1. Preparation of ETO Starting from butene-2-aldehyde, under the catalysis of tertiary amines, it is added with ethanethiol to form 3-ethylthiobutyraldehyde; hydrolysis of methyl acetoacetate to sodium acetoacetate; then 3 Ethylthiobutyraldehyde reacts with sodium acetoacetate and reacts with N-methylhexylamine as a catalyst at 20-40°C to form 6-ethylthio-3-hepten-2-one (ETO for short).
2. Preparation of CDNA Michael addition to dimethyl malonate in the presence of sodium methoxide followed by cyclization, hydrolysis, and decarboxylation yields 5-[2-(ethylthio)propanol. Based on 1,3-cyclohexanedione (abbreviated as CDNA).

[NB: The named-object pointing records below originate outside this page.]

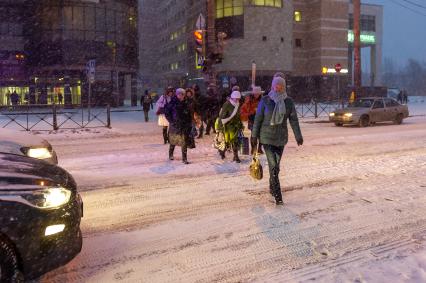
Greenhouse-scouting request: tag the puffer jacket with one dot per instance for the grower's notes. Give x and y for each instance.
(276, 135)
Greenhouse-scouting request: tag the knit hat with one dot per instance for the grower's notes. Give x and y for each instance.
(257, 89)
(180, 90)
(236, 94)
(279, 74)
(278, 81)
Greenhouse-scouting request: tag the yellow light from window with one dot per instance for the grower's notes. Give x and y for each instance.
(54, 229)
(297, 16)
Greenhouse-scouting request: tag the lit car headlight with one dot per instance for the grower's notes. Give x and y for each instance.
(53, 197)
(39, 153)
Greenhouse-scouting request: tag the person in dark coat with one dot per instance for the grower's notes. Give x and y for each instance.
(161, 104)
(248, 113)
(179, 116)
(146, 103)
(270, 127)
(14, 97)
(229, 122)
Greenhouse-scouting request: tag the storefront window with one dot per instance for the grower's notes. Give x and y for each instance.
(269, 3)
(229, 8)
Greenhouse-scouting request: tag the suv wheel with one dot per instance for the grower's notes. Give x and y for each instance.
(364, 121)
(398, 119)
(9, 267)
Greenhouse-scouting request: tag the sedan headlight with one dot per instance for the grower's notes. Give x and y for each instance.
(39, 153)
(45, 198)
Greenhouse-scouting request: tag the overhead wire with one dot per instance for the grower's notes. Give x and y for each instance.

3. Diazodipin Synthetic DNA acylation is performed with butyryl chloride as an acylating agent. Since butyryl chloride is easily hydrolyzed, the reaction should be carried out in an organic solvent. A phase transfer catalyst is used. The acylation product is 4-N,N-. The dimethyldipyridine catalyzes the translocation rearrangement. The rearranged product is then condensed with ethoxylamine under mild conditions at 40-60° C. to synthesize hydrazine, and sulfamidin is obtained at a relatively high yield.